As Virginia is on the verge of stepping both feet into the 21st century, other states must now be feeling the pressure to look to their own fornication laws. In Idaho, fornicators can serve up to six months in prison if found guilty, which seems excessive when the average amount of time it takes to fornicate is 20-30 minutes. However, there is a loophole in the Idaho law, which clearly states that “any unmarried person who shall have sexual intercourse with an unmarried person of the opposite sex shall be deemed guilty of fornication.” So same-sex fornication is legal by default. I knew I should have been a lawyer.
In North Carolina, fornication or cohabitation with a member of the opposite sex is considered a class two felony, but only if done “lewdly and lasciviously.” But that charge is harder to prove in court as the admission of guilt by one party cannot be taken as evidence against the second party, which seems like a great way to teach the youth the importance of not snitching. The punishment for fornication in North Carolina is six days in prison and a $1000 fine.

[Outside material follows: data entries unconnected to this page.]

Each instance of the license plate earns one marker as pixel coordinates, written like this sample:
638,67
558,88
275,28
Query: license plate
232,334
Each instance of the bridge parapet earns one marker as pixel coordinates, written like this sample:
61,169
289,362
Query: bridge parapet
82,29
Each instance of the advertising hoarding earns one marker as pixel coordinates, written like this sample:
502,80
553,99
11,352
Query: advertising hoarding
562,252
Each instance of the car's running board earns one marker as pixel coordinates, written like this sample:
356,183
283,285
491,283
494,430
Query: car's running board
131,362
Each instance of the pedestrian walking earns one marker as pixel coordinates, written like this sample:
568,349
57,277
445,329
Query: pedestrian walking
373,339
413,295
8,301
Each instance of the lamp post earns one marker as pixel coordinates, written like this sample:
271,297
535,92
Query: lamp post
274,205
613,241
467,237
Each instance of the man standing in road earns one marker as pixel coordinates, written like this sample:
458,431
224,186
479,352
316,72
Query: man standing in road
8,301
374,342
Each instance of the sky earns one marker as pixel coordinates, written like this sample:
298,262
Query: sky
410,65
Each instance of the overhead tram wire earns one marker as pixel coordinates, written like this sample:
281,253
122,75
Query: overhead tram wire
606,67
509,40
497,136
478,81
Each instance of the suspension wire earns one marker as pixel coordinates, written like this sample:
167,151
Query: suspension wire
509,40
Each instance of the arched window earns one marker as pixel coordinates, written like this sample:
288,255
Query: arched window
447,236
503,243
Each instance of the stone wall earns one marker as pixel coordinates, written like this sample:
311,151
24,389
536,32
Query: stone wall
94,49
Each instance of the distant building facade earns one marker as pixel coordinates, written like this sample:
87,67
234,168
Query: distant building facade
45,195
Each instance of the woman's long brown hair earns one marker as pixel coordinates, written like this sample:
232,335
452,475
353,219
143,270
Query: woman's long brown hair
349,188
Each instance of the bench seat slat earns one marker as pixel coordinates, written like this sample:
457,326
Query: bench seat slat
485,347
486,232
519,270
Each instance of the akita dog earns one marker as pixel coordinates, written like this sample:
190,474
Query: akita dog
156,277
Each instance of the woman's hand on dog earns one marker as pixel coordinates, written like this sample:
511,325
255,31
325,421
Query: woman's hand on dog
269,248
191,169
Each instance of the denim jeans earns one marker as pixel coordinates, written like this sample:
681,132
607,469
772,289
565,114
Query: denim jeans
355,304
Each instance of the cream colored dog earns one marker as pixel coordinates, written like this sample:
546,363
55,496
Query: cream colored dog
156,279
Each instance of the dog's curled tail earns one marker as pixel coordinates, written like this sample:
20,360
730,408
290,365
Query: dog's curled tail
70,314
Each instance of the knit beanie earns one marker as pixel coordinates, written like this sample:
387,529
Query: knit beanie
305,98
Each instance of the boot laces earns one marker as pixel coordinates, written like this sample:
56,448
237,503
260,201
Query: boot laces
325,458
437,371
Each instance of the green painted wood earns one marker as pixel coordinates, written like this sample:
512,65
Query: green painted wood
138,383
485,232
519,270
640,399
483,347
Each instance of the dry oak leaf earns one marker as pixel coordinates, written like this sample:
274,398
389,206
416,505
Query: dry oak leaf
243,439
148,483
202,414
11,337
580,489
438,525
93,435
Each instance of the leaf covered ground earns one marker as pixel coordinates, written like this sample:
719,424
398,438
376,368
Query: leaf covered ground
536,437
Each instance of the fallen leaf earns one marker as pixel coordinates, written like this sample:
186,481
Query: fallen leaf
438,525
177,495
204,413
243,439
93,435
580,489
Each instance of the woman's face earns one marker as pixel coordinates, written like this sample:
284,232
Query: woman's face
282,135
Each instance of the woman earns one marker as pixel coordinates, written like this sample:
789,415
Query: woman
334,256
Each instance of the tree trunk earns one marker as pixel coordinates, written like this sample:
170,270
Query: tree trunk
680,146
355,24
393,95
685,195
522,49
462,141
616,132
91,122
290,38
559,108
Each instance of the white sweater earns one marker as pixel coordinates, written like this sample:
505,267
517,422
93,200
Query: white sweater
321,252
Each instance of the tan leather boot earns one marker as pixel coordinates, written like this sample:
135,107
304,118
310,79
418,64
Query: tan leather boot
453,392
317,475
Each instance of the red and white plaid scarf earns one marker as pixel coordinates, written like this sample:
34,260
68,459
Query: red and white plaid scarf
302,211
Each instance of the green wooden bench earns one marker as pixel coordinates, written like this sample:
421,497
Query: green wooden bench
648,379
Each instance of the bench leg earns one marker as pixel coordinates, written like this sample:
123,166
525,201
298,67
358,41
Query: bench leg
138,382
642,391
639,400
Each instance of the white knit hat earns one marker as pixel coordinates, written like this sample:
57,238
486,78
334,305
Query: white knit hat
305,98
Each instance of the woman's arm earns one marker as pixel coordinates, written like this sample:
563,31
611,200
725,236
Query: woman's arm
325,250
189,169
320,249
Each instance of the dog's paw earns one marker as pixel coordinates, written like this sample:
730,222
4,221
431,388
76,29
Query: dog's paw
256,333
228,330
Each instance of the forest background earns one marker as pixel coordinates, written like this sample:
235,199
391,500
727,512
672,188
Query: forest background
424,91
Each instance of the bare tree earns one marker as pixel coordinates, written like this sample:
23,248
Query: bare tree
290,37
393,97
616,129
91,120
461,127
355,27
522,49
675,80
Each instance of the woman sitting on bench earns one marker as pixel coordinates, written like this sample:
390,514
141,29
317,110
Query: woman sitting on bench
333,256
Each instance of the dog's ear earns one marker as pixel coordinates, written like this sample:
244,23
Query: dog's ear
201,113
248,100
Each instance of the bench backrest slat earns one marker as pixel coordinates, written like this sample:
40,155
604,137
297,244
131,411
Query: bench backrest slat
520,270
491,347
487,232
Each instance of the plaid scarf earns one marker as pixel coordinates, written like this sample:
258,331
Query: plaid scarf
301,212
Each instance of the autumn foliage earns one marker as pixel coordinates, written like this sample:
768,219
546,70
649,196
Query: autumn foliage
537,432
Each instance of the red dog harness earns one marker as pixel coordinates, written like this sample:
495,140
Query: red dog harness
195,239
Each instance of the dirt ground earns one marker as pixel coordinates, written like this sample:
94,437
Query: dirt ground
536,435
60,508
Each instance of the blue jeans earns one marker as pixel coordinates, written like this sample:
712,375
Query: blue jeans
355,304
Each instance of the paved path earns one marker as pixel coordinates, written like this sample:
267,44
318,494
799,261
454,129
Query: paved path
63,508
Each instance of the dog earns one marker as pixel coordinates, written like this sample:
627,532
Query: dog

While fornication laws are archaic, nonsensical, and generally a waste of everyone’s time, there is a potential for romance here. Valentine’s Day is just around the corner, and before the law is repealed, it might be nice to take a road trip to Virginia, fornicate with the person you love or just kind of like, and be outlaws together. Some real Bonnie and Clyde energy without any violence (especially because Levine has also actively worked to curb gun violence in his state).